Simple forms like ‘Hand Dances’–in which pairs of players move their hands, shake hands, or take hold of each other’s wrists–help new (or shy) InterPlayers build confidence. ‘Everyone is responsible for doing only what feels right for them,’ says Twin Cities InterPlay teacher Celia Swanson.

‘Babbling’ brings in an element of storytelling by inviting people to talk for 30 seconds. ‘I might suggest: Babble about what you see out your kitchen window,’ says Swanson. ‘Or I might make up a nonsense word and have people babble about what they think it means.’ At a more advanced level, ‘Big Body Stories’ combine movement with storytelling, letting the body elicit a personal story that inspires movement.

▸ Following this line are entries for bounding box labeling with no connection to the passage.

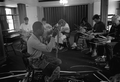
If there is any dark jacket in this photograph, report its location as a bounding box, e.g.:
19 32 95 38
109 24 120 41
93 21 106 32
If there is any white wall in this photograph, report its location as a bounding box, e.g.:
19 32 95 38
38 0 94 7
93 1 101 15
108 1 118 14
26 6 38 30
37 7 44 21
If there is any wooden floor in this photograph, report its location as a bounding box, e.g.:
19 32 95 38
0 44 111 82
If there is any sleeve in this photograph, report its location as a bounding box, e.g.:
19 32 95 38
31 37 55 52
100 23 106 32
61 23 70 32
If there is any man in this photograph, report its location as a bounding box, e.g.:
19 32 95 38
20 17 32 42
27 21 61 82
42 18 53 44
90 14 106 57
92 14 106 33
105 15 120 68
55 19 70 50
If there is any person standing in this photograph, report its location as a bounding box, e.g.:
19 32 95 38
20 17 32 42
27 21 62 82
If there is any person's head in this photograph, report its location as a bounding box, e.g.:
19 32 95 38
24 17 29 24
42 18 46 25
92 14 100 23
112 15 120 25
81 17 88 24
32 21 44 36
58 19 66 26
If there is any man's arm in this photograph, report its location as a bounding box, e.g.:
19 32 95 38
31 37 55 52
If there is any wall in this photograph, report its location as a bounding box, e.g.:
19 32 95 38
38 0 94 7
108 1 118 14
26 6 38 29
93 1 101 15
37 7 44 21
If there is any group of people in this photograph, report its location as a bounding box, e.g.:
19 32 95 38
71 14 120 68
20 14 120 80
20 17 70 82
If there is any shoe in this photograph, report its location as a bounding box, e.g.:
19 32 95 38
105 64 110 69
59 46 64 50
95 56 105 62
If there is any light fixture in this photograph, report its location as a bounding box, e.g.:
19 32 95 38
60 0 68 5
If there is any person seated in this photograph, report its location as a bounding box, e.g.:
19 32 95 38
27 21 61 82
20 17 32 42
89 14 106 57
55 19 70 50
72 17 92 49
42 18 53 43
104 15 120 68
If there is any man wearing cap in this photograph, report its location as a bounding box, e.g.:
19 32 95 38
27 21 61 82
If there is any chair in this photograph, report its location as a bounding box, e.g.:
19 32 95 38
21 48 42 82
4 42 17 55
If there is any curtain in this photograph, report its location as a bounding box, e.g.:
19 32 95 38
0 6 9 30
0 21 6 65
17 3 27 24
44 4 88 30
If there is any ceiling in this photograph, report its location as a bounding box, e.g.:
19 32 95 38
38 0 59 2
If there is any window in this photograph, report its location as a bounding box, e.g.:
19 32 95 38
5 8 14 30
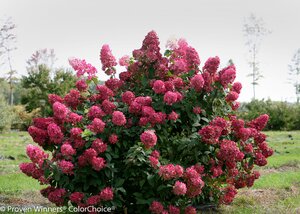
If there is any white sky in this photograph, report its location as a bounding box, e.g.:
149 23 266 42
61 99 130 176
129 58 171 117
0 0 300 101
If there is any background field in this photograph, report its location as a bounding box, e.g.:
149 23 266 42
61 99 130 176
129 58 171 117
0 131 300 214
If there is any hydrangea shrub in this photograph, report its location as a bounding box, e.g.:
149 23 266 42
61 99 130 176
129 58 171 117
20 31 273 214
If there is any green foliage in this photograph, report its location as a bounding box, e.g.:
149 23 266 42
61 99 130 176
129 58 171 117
12 105 41 131
0 94 14 131
239 100 300 130
21 65 76 116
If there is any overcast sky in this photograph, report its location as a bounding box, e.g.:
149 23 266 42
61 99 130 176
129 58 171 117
0 0 300 101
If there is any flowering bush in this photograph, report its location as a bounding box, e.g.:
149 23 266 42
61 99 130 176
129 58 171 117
20 31 273 214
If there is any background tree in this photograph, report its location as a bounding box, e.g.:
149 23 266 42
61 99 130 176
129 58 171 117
288 48 300 104
0 18 17 105
21 49 76 116
243 14 271 99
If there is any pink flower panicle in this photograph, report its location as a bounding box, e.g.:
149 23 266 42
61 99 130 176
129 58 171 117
140 130 157 149
173 181 187 195
100 187 114 201
191 74 204 92
112 111 126 126
100 45 118 74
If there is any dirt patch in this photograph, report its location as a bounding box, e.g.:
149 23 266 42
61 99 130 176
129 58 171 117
0 192 51 207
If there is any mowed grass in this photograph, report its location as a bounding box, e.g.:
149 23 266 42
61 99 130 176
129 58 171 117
220 131 300 214
0 131 300 214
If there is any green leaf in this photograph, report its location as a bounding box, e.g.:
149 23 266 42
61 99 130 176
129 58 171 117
115 178 125 187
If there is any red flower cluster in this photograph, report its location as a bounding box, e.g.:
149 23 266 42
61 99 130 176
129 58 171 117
20 31 273 214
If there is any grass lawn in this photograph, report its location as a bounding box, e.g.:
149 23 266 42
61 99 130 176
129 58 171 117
221 131 300 214
0 131 300 214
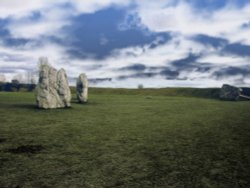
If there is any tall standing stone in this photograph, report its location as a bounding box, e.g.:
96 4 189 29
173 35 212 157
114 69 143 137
57 69 71 107
36 57 71 109
76 73 88 103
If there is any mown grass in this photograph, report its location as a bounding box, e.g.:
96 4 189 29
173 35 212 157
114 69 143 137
0 89 250 188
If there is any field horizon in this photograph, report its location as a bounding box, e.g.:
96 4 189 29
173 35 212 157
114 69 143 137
0 88 250 188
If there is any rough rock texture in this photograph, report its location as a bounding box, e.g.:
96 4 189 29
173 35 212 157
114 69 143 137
36 58 71 109
76 74 88 103
57 69 71 107
220 84 242 100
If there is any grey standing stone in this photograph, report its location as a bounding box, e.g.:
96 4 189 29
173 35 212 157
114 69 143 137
36 57 71 109
76 73 88 103
220 84 242 100
57 69 71 107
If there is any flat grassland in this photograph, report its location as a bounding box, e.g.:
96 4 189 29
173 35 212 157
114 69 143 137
0 89 250 188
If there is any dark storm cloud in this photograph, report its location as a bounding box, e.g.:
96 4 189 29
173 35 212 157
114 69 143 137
223 43 250 57
61 8 171 59
213 66 250 78
119 64 146 71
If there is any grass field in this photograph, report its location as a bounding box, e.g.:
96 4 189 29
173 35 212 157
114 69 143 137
0 89 250 188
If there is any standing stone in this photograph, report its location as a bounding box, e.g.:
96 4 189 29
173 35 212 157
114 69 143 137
57 69 71 107
220 84 242 100
36 57 71 109
76 74 88 103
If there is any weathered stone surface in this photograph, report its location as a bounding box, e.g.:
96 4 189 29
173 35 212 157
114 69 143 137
220 84 242 100
76 74 88 103
57 69 71 107
36 58 71 109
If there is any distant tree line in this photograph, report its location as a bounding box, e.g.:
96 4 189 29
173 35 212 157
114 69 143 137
0 80 36 92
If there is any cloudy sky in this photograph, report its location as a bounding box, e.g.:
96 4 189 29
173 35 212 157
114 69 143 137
0 0 250 88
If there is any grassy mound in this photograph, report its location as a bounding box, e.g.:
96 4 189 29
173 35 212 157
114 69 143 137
0 88 250 188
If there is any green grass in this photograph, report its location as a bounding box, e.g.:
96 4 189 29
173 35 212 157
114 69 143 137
0 89 250 188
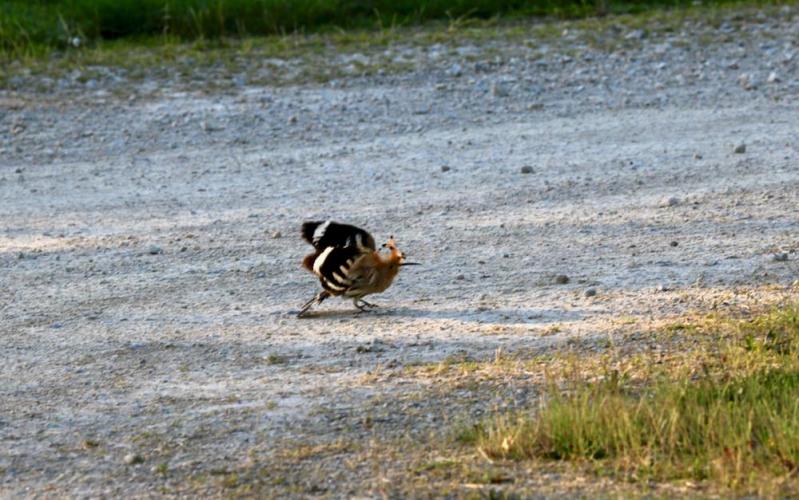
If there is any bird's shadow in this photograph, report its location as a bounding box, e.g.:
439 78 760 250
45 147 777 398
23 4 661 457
289 307 584 324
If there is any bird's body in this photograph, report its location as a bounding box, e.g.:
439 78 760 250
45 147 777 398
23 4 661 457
298 221 412 316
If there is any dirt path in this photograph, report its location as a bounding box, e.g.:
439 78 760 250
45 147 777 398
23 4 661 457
0 7 799 497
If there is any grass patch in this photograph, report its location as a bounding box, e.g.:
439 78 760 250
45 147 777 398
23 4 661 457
468 304 799 494
0 0 789 56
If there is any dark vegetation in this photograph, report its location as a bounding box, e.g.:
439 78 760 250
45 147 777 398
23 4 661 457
467 305 799 495
0 0 792 56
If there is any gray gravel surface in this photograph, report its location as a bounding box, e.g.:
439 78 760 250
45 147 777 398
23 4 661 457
0 8 799 497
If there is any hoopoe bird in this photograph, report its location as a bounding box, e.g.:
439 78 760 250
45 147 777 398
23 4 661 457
297 220 418 318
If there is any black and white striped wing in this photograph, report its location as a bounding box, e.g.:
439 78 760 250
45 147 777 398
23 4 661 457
302 220 376 252
313 246 362 295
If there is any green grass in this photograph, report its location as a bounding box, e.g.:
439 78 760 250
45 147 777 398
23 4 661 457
472 305 799 495
0 0 796 55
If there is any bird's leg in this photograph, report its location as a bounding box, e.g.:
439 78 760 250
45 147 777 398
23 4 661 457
297 290 330 318
360 299 380 309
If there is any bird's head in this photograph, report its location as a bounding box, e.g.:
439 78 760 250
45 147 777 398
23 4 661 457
383 236 419 266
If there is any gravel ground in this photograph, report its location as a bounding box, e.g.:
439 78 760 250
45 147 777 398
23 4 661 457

The spiritual dimension of InterPlay is fourfold–‘moving your body, telling your stories, honoring your personal voices, and claiming your stillness’–says Winton-Henry. ‘If you’re not doing these things in your own way and being witnessed by others as you do so, chances are you’re not feeling the vitality and wholeness that comes from possessing your own soul.’ In a world where work, relationships, anxiety about the future, and a host of other things claim pieces of our souls, Winton-Henry sees this act of soul-repossessing as vital for spiritual and psychic health.

In some places InterPlayers have explored both spiritual and social change. In Oakland, California, where Porter and Winton-Henry are based, and in Nashville, Tennessee, InterPlay leaders have deliberately brought together people of all colors to experience one another in more direct and personal ways. ‘InterPlay turns out to be a healthy, easy way to move through the tensions between us,’ says Winton-Henry. Similarly, Oakland-based InterPlay teacher Masankho Banda has led groups in juvenile detention centers and prisons.

However it may be elaborated, though, InterPlay’s idea of community always begins with individual bodies. Swanson, a self-confessed ‘former couch potato,’ says InterPlay taught her that ‘my body is beautiful and full of wisdom,’ and that self-knowledge helps her connect with others. ‘There are people in InterPlay whom I only know by their first names,’ she says, ‘but I would give them the keys to my house.’

Jon Spayde is a writer and performance artist based in St. Paul, Minnesota. His book How to Believe: Teachers and Seekers Show the Way to a Modern, Life-Changing Faith will be published by Random House in 2008.